10. The method in accordance with claim 9, wherein:

utlizing each said intended meaning to retrieve associated words or phrases having increased semantic proximity to said first word or phrase.

11. The method in accordance with claim 10, comprising:

providing said vocabulary amplifier with a second algorithm to determine when to terminate retrieving any further additional associated words or phrases.

12. The method in accordance with claim 11, comprising;

utilizing said second algorthm to provide a dynamic stopping criteria for retrieving said additional associated words.

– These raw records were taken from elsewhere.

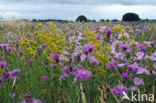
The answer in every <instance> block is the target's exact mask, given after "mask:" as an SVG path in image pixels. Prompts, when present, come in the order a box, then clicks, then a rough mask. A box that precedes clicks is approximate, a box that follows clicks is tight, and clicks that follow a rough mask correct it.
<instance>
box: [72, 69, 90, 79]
mask: <svg viewBox="0 0 156 103" xmlns="http://www.w3.org/2000/svg"><path fill="white" fill-rule="evenodd" d="M73 74H74V75H75V77H76V78H79V79H81V80H87V79H88V78H90V77H91V75H92V72H91V71H88V70H82V69H78V70H76V71H75V72H74V73H73Z"/></svg>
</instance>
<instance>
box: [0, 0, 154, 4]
mask: <svg viewBox="0 0 156 103" xmlns="http://www.w3.org/2000/svg"><path fill="white" fill-rule="evenodd" d="M22 2H26V3H33V4H38V3H45V4H46V3H56V4H77V5H103V4H122V5H142V4H143V5H144V4H145V5H155V4H156V2H155V0H1V1H0V3H22Z"/></svg>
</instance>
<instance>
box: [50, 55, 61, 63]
mask: <svg viewBox="0 0 156 103" xmlns="http://www.w3.org/2000/svg"><path fill="white" fill-rule="evenodd" d="M51 59H54V60H55V61H57V62H59V55H58V54H53V55H52V57H51Z"/></svg>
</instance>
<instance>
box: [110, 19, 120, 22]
mask: <svg viewBox="0 0 156 103" xmlns="http://www.w3.org/2000/svg"><path fill="white" fill-rule="evenodd" d="M111 21H112V22H118V21H119V20H118V19H113V20H111Z"/></svg>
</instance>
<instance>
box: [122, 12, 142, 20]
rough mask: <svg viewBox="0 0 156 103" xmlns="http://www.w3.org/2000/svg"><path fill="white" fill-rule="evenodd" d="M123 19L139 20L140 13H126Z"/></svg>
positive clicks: (123, 19) (125, 19)
mask: <svg viewBox="0 0 156 103" xmlns="http://www.w3.org/2000/svg"><path fill="white" fill-rule="evenodd" d="M122 20H123V21H130V22H131V21H139V20H140V18H139V15H138V14H136V13H126V14H124V15H123V18H122Z"/></svg>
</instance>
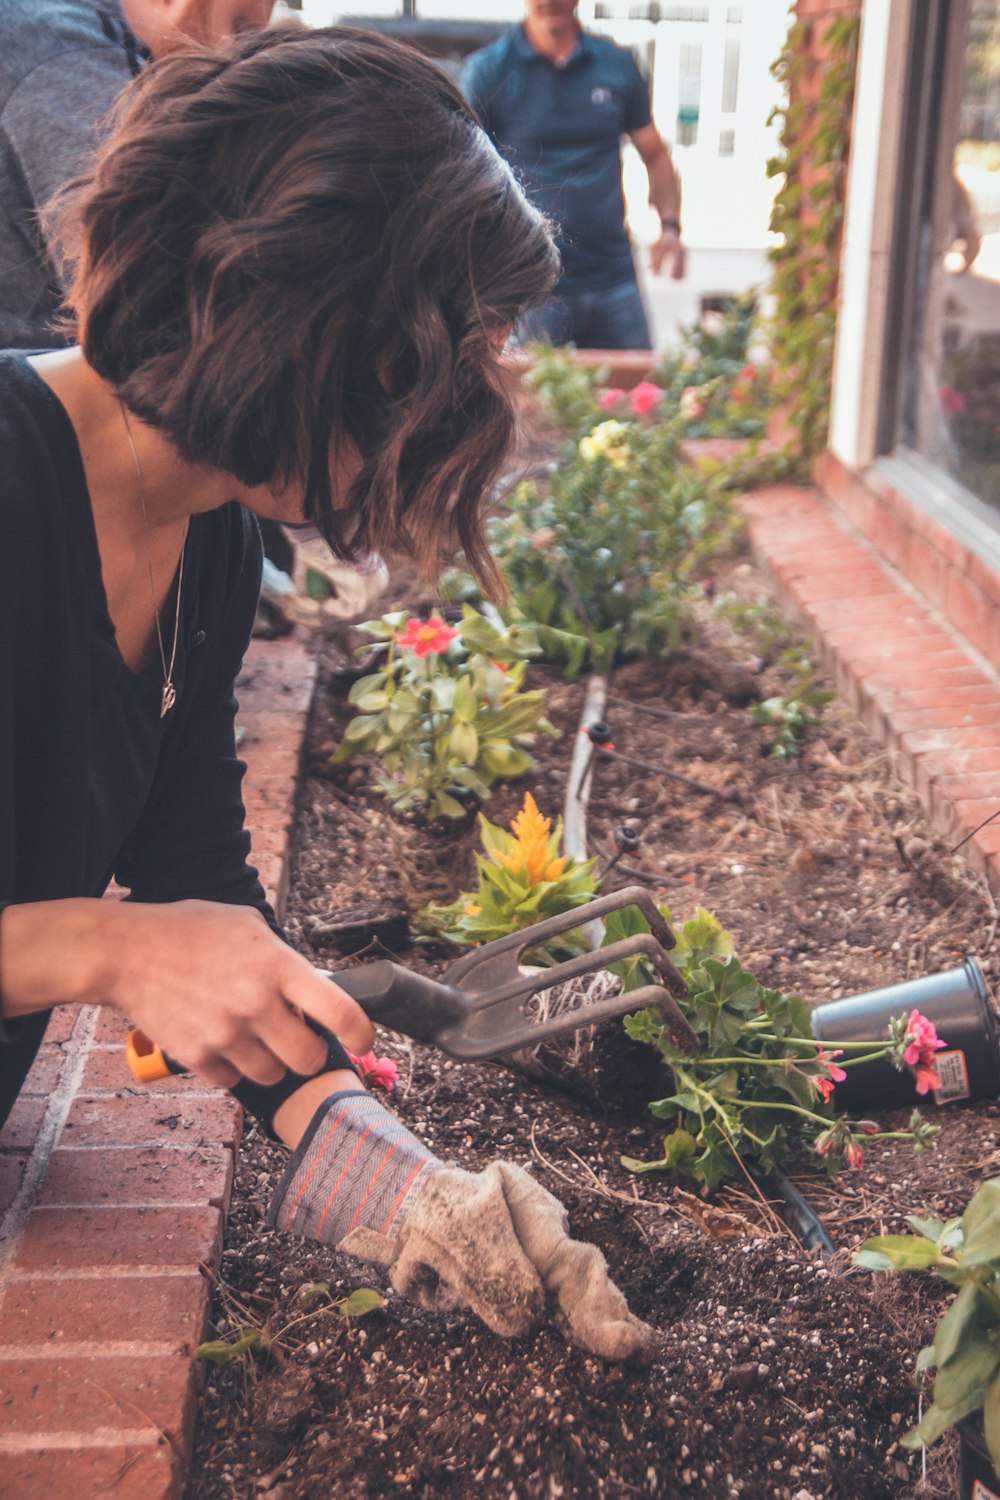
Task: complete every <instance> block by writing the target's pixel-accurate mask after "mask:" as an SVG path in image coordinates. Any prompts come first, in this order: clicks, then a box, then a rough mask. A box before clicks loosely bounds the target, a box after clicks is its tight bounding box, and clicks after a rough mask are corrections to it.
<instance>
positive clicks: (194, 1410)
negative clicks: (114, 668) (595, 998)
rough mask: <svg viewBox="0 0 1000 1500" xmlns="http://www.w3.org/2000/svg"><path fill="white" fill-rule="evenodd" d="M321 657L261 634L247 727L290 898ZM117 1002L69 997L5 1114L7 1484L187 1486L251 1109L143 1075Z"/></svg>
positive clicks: (60, 1492)
mask: <svg viewBox="0 0 1000 1500" xmlns="http://www.w3.org/2000/svg"><path fill="white" fill-rule="evenodd" d="M313 678H315V664H313V661H312V658H310V655H309V652H307V651H306V649H304V645H303V643H301V642H298V640H295V639H291V640H289V639H286V640H274V642H253V645H252V646H250V652H249V655H247V661H246V667H244V672H243V676H241V679H240V688H238V697H240V715H238V723H240V726H241V727H243V729H244V736H243V741H241V745H240V753H241V756H243V759H246V760H247V765H249V774H247V778H246V781H244V801H246V807H247V823H249V826H250V829H252V831H253V859H255V862H256V864H258V868H259V870H261V879H262V880H264V885H265V888H267V891H268V895H270V897H271V900H273V901H274V903H276V906H277V907H279V910H280V907H282V903H283V894H285V886H286V879H288V846H289V837H291V828H292V819H294V807H295V789H297V778H298V766H300V754H301V742H303V735H304V726H306V715H307V711H309V705H310V699H312V687H313ZM124 1034H126V1026H124V1022H123V1020H121V1019H120V1017H117V1016H114V1014H111V1013H105V1011H100V1013H94V1011H79V1013H76V1011H72V1010H69V1008H66V1010H60V1011H57V1013H55V1014H54V1016H52V1022H51V1025H49V1029H48V1034H46V1041H45V1046H43V1047H42V1052H40V1055H39V1059H37V1062H36V1065H34V1068H33V1070H31V1073H30V1076H28V1079H27V1083H25V1089H24V1094H22V1097H21V1098H19V1100H18V1103H16V1106H15V1109H13V1113H12V1115H10V1118H9V1121H7V1122H6V1125H4V1128H3V1131H0V1497H3V1500H42V1497H45V1500H49V1497H51V1496H61V1494H70V1496H79V1497H82V1500H90V1497H91V1496H108V1497H109V1500H178V1497H180V1494H181V1487H183V1476H184V1472H186V1466H187V1458H189V1454H190V1443H192V1436H193V1424H195V1410H196V1391H198V1377H199V1368H198V1361H196V1356H195V1349H196V1346H198V1343H199V1341H201V1338H202V1337H204V1329H205V1319H207V1310H208V1281H207V1280H205V1275H204V1272H202V1268H207V1269H208V1271H214V1269H217V1265H219V1257H220V1250H222V1232H223V1220H225V1211H226V1208H228V1202H229V1191H231V1187H232V1172H234V1154H235V1148H237V1143H238V1137H240V1110H238V1106H237V1104H235V1103H234V1101H232V1100H231V1098H229V1097H228V1095H226V1094H222V1092H219V1091H216V1089H207V1088H205V1086H204V1085H201V1083H199V1082H198V1080H196V1079H171V1080H165V1082H163V1083H160V1085H151V1086H150V1088H148V1089H144V1088H138V1086H136V1085H135V1080H133V1079H132V1077H130V1074H129V1071H127V1068H126V1064H124V1056H123V1041H124Z"/></svg>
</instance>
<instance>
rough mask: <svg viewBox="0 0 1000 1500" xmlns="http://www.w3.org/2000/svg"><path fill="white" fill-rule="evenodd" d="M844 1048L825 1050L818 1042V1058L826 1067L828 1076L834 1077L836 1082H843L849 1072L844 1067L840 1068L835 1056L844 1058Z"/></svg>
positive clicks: (822, 1067) (841, 1057)
mask: <svg viewBox="0 0 1000 1500" xmlns="http://www.w3.org/2000/svg"><path fill="white" fill-rule="evenodd" d="M843 1056H844V1049H843V1047H838V1049H837V1052H823V1047H822V1046H820V1044H819V1043H817V1052H816V1061H817V1062H819V1064H820V1067H822V1068H826V1077H828V1079H832V1080H834V1083H843V1082H844V1079H846V1077H847V1074H846V1073H844V1070H843V1068H838V1067H837V1064H835V1062H834V1058H843Z"/></svg>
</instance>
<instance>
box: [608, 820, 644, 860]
mask: <svg viewBox="0 0 1000 1500" xmlns="http://www.w3.org/2000/svg"><path fill="white" fill-rule="evenodd" d="M612 838H613V840H615V847H616V849H618V852H619V853H634V850H636V849H637V847H639V843H640V840H642V828H640V826H637V825H636V823H619V825H618V828H615V831H613V832H612Z"/></svg>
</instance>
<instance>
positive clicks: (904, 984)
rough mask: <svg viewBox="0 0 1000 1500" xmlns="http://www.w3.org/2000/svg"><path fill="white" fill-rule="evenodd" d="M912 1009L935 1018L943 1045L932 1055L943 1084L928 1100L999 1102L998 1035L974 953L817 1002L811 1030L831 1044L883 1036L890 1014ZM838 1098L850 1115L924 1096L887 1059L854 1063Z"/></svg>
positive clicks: (917, 1100) (841, 1108)
mask: <svg viewBox="0 0 1000 1500" xmlns="http://www.w3.org/2000/svg"><path fill="white" fill-rule="evenodd" d="M913 1010H918V1011H921V1014H922V1016H927V1019H928V1020H931V1022H934V1028H936V1031H937V1035H939V1037H940V1040H942V1041H943V1043H945V1044H946V1046H945V1049H943V1050H942V1052H939V1053H936V1056H934V1070H936V1073H937V1076H939V1077H940V1080H942V1088H940V1089H936V1091H934V1092H933V1095H930V1097H928V1098H931V1097H933V1100H934V1103H936V1104H966V1103H972V1101H973V1100H996V1098H997V1097H999V1095H1000V1037H999V1035H997V1017H996V1013H994V1010H993V1004H991V1001H990V992H988V990H987V981H985V978H984V974H982V969H981V968H979V965H978V962H976V960H975V959H966V960H964V962H963V965H961V968H958V969H946V971H945V972H942V974H931V975H927V977H925V978H922V980H907V981H906V983H904V984H891V986H888V987H886V989H883V990H867V992H865V993H864V995H852V996H849V998H847V999H843V1001H832V1002H831V1004H829V1005H819V1007H817V1008H816V1010H814V1011H813V1035H814V1037H816V1040H817V1041H822V1043H823V1044H825V1046H828V1047H832V1049H837V1046H838V1044H840V1043H843V1041H873V1043H879V1041H885V1040H886V1037H888V1026H889V1020H891V1019H892V1017H894V1016H900V1014H906V1016H909V1014H910V1011H913ZM844 1061H847V1059H844ZM835 1100H837V1109H838V1110H847V1112H849V1113H871V1112H874V1110H880V1109H882V1110H889V1109H900V1107H903V1106H907V1104H921V1103H925V1101H922V1100H921V1095H918V1092H916V1079H915V1077H913V1074H912V1073H910V1070H909V1068H907V1070H904V1071H898V1070H897V1068H894V1067H892V1064H891V1062H888V1061H885V1059H880V1061H879V1062H868V1064H864V1067H859V1068H849V1070H847V1079H846V1080H844V1082H843V1083H838V1085H837V1091H835Z"/></svg>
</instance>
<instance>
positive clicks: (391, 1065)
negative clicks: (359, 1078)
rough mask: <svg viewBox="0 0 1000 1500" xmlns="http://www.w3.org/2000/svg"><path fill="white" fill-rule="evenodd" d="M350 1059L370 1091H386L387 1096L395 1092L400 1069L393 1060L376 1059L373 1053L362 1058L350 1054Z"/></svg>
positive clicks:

13. A method for providing query expansion, comprising:

providing a processor coupled to input/output apparatus comprising an input interface and an output interface;

providing a memory coupled to said processor and containing a learning machine program, a trained classifier program, and a memory portion for storing ranked list candidates;

providing said processor with access to one or more database sources;

providing said processor with a query comprising at least a first phrase;

automatically operating said processor with said learning machine program and said trained classifier program to access said one or more database sources to retrieve an associated word or phrase;

automatically operating said processor to present each said associated word or phrase to said output interface;

receiving characterizing information from said input interface by said processor for said associated word or phrase; and

operating said processor automatically to classify said associated word or phrase based upon said received characterizing information.

14. The method in accordance with claim 13, comprising:

providing said learning machine program with a learning algorithm to utilize each said associated word or phrase and its characterizing information to learn the intended meaning of said first phrase.

15. The method in accordance with claim 14, wherein:

said processor utlizes each said intended meaning to retrieve from said one or more database sources associated words or phrases having increased semantic proximity to said first word phrase.

16. The method in accordance with claim 15, comprising:

operating said processor with a second algorithm to determine when to terminate retrieving any further additional associated words or phrases.

17. The method in accordance with claim 16, comprising:

said processor utilizing each said associated word or phrase having first characterizing information in conjunction with said second algorithm.

18. The method in accordance with claim 17, comprising:

utilizing each said word or phrase having said first characterizing information to generate one or more additional queries.

19. The method in accordance with claim 18, comprising:

utilizing said query and said one or more additional queries to identify documents for retrieval.